1

Síndrome de Peter Pan

Nos anos 80 o psicólogo americano Dan Kiley lançou o livro “A Síndrome de Peter Pan” e foi aí que a essa expressão se popularizou. O termo é uma alusão clara ao Peter Pan da literatura inglesa, do século 19, um menino que não queria crescer e optava por morar para sempre na terra do nunca.

Atualmente, a síndrome de Peter Pan está assustando muitos pais e jovens, e um dos maiores motivos para que o jovem adulto não queira crescer e ter responsabilidades; é a insegurança.

Essa insegurança afeta a geração contemporânea, que é composta por jovens na faixa etária de 25 a 34 anos que, mesmo sendo independentes financeiramente, optam por continuar morando na casa dos pais, surgindo à geração “Canguru”. A palavra canguru é uma metáfora perfeita, já que faz alusão direta ao animal mamífero que guarda seus filhotes em uma bolsa localizada em seu ventre até ele poder ser independente. No caso da geração canguru, essa independência não acontece de forma natural, porque existem fatores tanto dos pais como dos filhos que mantem uma relação de dependência.

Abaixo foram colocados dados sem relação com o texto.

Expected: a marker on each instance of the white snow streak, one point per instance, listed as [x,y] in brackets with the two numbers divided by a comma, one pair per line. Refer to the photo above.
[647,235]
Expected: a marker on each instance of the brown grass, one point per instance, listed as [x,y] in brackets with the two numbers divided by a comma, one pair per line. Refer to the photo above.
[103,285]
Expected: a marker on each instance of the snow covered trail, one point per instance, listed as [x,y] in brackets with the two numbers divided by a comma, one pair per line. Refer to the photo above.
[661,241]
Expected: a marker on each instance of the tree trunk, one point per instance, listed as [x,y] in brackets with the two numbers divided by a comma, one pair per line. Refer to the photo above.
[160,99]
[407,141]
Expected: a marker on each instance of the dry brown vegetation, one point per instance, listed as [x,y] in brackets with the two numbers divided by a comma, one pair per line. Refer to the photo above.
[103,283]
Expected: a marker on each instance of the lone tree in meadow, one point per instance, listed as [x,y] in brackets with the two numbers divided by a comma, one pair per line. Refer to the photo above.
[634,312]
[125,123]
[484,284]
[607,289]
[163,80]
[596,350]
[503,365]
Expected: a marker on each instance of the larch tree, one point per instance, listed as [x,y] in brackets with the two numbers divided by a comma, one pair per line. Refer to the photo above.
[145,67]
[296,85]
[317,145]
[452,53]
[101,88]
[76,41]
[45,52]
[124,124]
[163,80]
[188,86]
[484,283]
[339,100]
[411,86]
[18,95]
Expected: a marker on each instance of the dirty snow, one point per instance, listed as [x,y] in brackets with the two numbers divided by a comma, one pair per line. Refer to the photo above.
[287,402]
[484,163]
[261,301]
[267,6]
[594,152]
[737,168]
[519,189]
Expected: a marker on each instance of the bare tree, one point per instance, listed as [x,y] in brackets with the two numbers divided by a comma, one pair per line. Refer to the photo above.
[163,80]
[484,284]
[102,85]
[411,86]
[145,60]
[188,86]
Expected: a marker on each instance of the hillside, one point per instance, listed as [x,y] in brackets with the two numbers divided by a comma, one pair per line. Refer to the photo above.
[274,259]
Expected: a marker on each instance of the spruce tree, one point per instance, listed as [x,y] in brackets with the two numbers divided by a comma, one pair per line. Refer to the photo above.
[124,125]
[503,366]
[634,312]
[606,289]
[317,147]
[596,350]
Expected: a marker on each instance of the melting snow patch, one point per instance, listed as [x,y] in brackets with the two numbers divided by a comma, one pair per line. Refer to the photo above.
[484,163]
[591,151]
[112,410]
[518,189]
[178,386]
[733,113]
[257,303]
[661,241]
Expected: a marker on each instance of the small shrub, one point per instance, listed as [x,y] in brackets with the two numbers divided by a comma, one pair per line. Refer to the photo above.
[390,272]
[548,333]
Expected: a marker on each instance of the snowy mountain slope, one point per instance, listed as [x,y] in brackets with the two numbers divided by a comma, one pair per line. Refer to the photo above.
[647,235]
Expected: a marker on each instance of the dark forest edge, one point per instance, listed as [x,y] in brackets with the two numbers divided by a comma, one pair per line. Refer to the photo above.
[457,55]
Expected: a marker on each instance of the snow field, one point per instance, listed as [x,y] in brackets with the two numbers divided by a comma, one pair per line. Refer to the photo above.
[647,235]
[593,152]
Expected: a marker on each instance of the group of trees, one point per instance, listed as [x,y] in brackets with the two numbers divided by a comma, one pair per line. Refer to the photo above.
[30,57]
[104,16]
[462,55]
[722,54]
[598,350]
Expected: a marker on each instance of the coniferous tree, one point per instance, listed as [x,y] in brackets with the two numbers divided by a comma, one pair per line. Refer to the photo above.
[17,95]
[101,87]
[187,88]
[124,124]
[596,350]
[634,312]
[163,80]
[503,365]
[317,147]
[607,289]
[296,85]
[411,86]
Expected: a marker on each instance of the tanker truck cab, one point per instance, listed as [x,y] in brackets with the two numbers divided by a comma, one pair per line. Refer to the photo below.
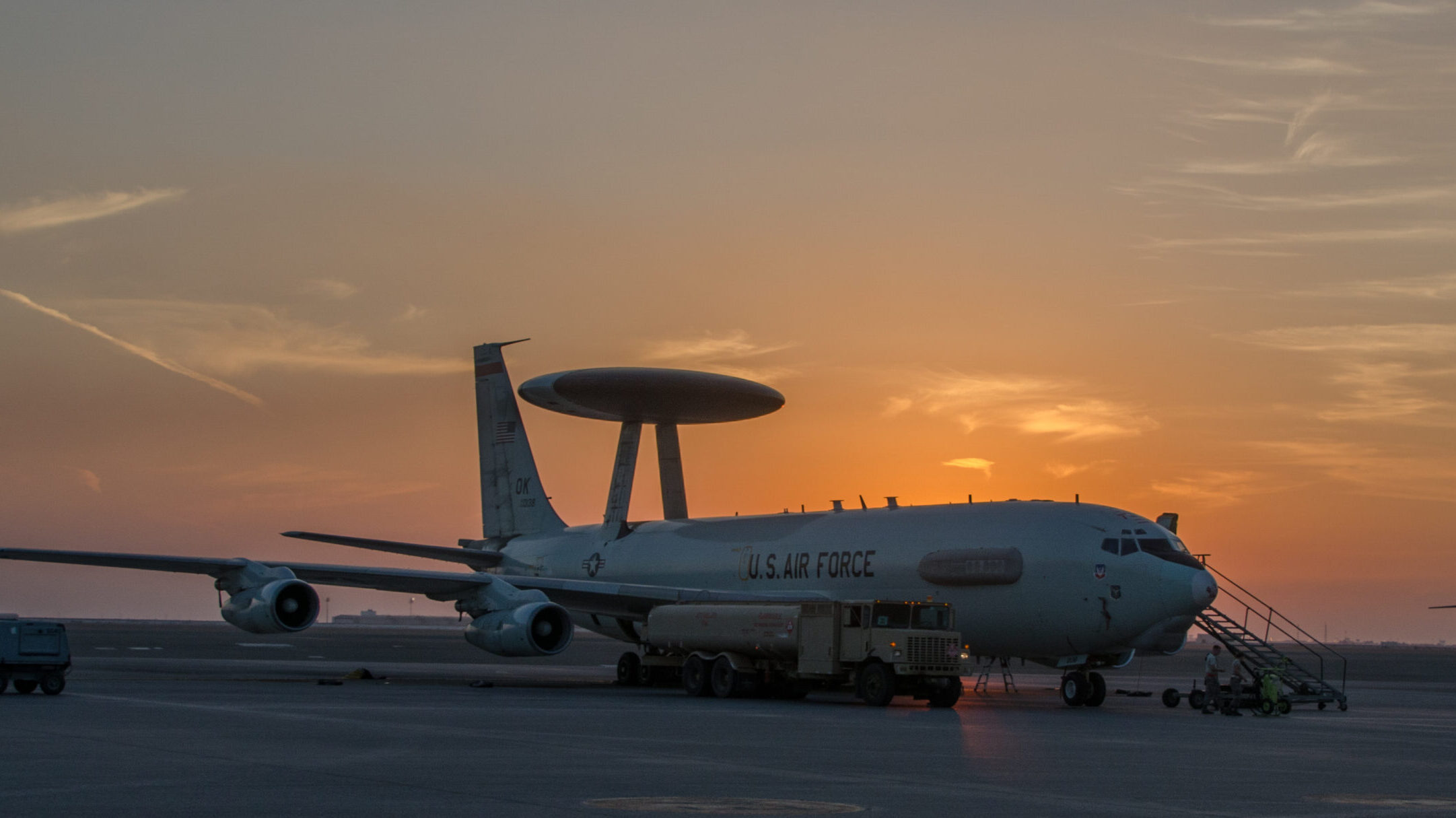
[34,654]
[784,650]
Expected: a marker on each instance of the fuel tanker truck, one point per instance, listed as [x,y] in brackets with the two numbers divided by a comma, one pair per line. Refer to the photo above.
[728,650]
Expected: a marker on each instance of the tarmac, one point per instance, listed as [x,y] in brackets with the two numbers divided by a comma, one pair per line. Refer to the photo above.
[190,718]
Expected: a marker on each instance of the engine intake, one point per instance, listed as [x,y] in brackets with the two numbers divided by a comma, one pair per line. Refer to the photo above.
[283,606]
[534,629]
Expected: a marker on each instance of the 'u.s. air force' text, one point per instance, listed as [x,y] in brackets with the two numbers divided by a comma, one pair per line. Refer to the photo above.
[804,565]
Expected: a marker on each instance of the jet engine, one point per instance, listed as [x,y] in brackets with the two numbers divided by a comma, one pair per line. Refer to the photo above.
[534,629]
[281,606]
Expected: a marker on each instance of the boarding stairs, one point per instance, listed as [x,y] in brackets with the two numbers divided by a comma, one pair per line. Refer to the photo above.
[1261,638]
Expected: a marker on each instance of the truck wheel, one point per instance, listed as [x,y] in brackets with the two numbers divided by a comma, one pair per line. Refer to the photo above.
[947,696]
[724,679]
[695,677]
[628,669]
[877,685]
[1075,689]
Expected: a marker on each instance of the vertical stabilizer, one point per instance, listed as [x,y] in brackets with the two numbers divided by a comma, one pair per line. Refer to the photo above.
[512,497]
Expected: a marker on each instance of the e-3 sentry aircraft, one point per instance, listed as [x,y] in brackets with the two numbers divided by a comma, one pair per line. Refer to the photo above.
[1069,586]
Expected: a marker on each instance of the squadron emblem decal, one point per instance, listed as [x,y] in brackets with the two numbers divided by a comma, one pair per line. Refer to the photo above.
[593,564]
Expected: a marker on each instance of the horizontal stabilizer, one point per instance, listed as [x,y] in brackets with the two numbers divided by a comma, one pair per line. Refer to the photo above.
[468,556]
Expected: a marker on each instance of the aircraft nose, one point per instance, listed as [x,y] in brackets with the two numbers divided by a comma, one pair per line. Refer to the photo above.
[1204,590]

A mídia prega uma falsa promessa que ser jovem é ser feliz. Envelhecer no, mundo contemporâneo é algo assustador, ninguém quer envelhecer, ninguém quer sair do palco. Pais e filhos entram em um jogo de competição: quem tem mais sucesso com as mulheres, quem tem o bumbum mais arrebitado e, etc, o que dá vazão para uma relação confusa, onde: “quem é quem?”, aqui, os pais estão se pregando uma peça quando saem do seu papel com uma pretensão de serem coleguinhas dos filhos. Os jovens precisam de adultos fortes, capazes de atitudes que favoreçam a um enfrentamento. Do contrário, o que sobra para os adolescentes é um profundo sentimento de decepção, pois, passaram a vida toda esperando “crescer” e, quando crescem, se perguntam: “Esperei crescer, para isso”? Para ser igual a vocês? “É melhor continuar sendo criança e optar a morar para sempre na terra do nunca.”

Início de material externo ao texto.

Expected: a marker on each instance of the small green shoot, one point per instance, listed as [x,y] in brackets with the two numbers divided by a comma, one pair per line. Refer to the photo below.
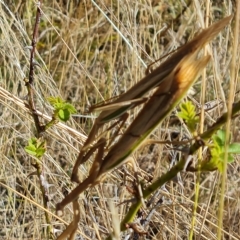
[36,147]
[188,114]
[62,109]
[217,149]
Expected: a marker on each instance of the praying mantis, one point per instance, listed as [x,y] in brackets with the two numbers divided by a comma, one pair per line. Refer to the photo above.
[170,82]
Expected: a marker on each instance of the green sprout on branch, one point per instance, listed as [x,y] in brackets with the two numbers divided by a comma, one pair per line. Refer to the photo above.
[62,109]
[36,147]
[217,150]
[188,114]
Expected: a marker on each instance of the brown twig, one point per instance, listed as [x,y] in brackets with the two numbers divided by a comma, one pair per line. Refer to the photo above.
[30,82]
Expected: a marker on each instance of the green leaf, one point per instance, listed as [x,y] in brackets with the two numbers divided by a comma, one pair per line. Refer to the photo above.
[36,147]
[62,109]
[234,148]
[188,114]
[64,114]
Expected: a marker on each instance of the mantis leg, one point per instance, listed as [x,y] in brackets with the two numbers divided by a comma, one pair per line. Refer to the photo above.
[90,181]
[85,155]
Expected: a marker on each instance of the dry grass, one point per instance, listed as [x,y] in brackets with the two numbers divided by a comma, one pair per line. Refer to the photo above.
[85,60]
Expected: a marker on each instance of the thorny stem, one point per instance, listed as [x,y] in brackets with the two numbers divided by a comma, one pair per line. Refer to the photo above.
[44,190]
[29,84]
[176,169]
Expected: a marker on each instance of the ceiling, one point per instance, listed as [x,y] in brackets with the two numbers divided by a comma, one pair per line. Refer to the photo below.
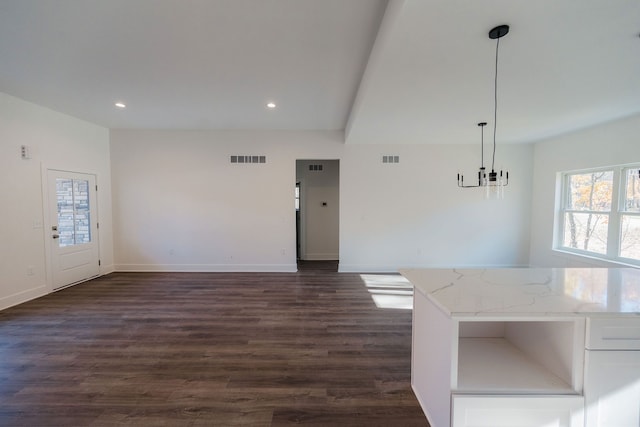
[406,71]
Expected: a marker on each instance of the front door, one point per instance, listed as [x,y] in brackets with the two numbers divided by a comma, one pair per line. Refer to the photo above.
[74,227]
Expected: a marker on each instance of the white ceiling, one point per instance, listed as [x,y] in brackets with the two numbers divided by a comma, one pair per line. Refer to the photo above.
[423,73]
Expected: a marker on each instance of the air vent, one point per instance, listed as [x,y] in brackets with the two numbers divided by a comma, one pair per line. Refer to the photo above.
[390,159]
[248,159]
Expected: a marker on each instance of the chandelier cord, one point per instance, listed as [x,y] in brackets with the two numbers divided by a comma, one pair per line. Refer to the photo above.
[495,106]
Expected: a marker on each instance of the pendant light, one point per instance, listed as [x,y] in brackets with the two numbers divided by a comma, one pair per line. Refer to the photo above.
[494,182]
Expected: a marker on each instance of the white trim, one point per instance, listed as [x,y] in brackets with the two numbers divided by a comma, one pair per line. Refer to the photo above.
[209,268]
[24,296]
[372,268]
[322,257]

Essa “terra do nunca”, nunca irá proporcionar ao jovem o enfrentamento de situações novas, a conquista por si só, a busca de realizações e evidência da afirmação das suas próprias potencialidades, a segurança de que se é capaz de conquistar a felicidade pelas suas próprias escolhas. Mas, para que viver tudo isso, se vivemos o fim das ideologias, não há conflito de gerações, não há contra o que se rebelar, pois, vivem na comodidade de um ambiente que proporciona tudo de forma mais fácil, mais prático, tudo é acessível de forma imediata, pede-se pizza por telefone, escolhe-se filme pela internet, navega-se pela internet e lá encontra-se tudo. Sair de Casa? Pra quê?

 

Esta aí, um dos problemas relacionados à adolescência tardia, e estender necessariamente a idade cronológica, não vai resolver a dificuldade de conquistar a independência com autonomia.

 

Nesse momento, os pais têm que auxiliar seus filhos, tendo uma conversa franca sobre o que está acontecendo, quais os motivos e fatores que favorecem o desejo de continuar na casa dos pais e até mesmo sob a dependência dos mesmos. Uma consequência importante é a insegurança que essas pessoas desenvolvem principalmente nas relações afetivas, pois, filhos inseguros são frutos de pais inseguros. Valorizo muito a questão que temos que criar os filhos para o mundo, lapidá-los como um navio, e como tal , chega o momento de lança-los ao mar para que possam seguir seu destino. O filho não pode ser propriedade dos pais, pois em alguma hora ele vai achar que não precisará mais crescer, e, aí é que vem “o problema”.